We then translate this to the operating system level, and in this specific case, Windows Server. In order to get maximal volume and performance out of our disks, we use Storage Spaces in Windows to create pools of storage. The exciting part here is that you get to use RAID 0, since Azure’s (or Amazon’s) infrastructure is providing your RAID. This means if we have 20 1 TB disks, with 5000 IOPs each, we can have a 20 TB pool, that theoretically supports 100k IOPs. (Most VMs in Azure don’t support that level of IO performance, but a couple do).

It’s also important to know that you need to specify the number of columns parameter when building your storage spaces pools in Windows. If you have more than four disks your need to use PowerShell for that–I’ll write more about that next week. But here’s some info from the product teams.

https://docs.microsoft.com/en-us/azure/virtual-machines/windows/sql/virtual-machines-windows-sql-performance

This post has good info on columns, but it’s from 2014 and the rest of the storage information is very dated (premium storage didn’t exist). I’m only including because it’s the best explanations of columns that I’ve seen.

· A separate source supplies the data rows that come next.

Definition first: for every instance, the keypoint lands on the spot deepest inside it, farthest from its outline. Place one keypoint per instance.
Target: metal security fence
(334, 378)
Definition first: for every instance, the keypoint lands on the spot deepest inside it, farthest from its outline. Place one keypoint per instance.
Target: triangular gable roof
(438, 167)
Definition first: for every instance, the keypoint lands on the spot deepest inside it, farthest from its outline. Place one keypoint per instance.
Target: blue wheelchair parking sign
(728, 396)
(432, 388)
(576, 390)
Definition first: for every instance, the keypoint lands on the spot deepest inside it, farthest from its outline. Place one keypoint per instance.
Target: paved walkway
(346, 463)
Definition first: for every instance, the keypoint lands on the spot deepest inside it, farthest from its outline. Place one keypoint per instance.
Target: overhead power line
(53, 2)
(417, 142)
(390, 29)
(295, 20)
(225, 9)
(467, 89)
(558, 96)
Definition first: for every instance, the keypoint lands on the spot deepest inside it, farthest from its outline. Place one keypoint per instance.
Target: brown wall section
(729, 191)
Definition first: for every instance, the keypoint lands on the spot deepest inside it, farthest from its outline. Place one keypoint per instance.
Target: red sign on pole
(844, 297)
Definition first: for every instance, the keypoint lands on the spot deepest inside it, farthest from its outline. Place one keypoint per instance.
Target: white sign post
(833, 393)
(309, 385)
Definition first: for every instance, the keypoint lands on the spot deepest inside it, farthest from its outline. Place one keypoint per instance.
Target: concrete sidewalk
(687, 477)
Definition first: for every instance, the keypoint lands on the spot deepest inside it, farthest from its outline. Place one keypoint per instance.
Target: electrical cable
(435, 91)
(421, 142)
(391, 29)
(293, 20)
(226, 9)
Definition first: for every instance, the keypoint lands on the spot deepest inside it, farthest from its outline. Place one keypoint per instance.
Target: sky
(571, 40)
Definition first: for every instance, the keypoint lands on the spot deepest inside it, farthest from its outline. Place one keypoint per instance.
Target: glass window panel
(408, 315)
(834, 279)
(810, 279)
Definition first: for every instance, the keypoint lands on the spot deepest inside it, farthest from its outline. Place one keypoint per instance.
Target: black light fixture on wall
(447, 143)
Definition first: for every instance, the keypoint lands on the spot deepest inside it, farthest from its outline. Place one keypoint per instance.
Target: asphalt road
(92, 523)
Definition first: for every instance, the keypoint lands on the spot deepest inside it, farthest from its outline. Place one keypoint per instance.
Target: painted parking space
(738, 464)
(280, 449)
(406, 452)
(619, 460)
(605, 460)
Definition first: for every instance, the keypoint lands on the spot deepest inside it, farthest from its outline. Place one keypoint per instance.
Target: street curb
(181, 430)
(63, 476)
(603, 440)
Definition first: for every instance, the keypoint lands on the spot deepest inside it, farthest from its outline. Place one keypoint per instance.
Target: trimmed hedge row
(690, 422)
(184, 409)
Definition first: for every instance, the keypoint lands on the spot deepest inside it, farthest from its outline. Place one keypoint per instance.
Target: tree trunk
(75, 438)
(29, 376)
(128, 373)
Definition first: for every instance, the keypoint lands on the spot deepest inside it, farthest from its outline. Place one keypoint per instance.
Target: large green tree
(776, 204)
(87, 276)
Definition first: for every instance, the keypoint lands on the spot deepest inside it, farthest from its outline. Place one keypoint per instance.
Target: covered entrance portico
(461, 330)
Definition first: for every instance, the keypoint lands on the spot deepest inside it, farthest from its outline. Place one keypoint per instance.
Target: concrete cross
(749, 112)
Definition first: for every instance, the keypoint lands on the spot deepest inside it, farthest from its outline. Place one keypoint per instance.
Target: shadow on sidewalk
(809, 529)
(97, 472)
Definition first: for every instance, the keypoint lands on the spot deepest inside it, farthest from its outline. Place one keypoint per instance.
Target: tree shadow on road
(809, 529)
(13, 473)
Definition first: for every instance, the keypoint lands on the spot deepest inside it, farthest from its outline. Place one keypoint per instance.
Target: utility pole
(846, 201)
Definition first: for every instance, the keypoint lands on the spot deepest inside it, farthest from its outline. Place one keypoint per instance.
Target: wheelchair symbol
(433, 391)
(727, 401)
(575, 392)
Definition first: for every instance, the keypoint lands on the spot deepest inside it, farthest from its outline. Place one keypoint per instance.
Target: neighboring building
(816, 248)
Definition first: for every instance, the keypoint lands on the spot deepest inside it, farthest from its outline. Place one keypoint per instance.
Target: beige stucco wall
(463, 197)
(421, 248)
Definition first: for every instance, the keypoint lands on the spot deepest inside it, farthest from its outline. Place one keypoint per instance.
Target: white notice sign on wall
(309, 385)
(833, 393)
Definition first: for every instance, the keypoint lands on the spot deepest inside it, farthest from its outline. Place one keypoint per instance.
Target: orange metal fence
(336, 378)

Best Practices & Disaster Recovery for Storage Spaces and Pools in Azure

What this means, is that in order to maximize your database server’s IO performance, you should create one large pool, with all the disks. Throw your system DBs and your data and log files all on that volume. And please don’t write your backups to that disk. (BACKUP TO URL was invented for this purpose).

You can also throw TempDB on the local D: drive, which is ephemeral (it goes away when your machine reboots, but so does TempDB), and can over slightly lower latency.

Note, if you’re reading this and you are using Ultra Disk, I haven’t tested any of this stuff with Ultra Disk because I haven’t been able to test it. I think you may not need to stripe disks to achieve good performance.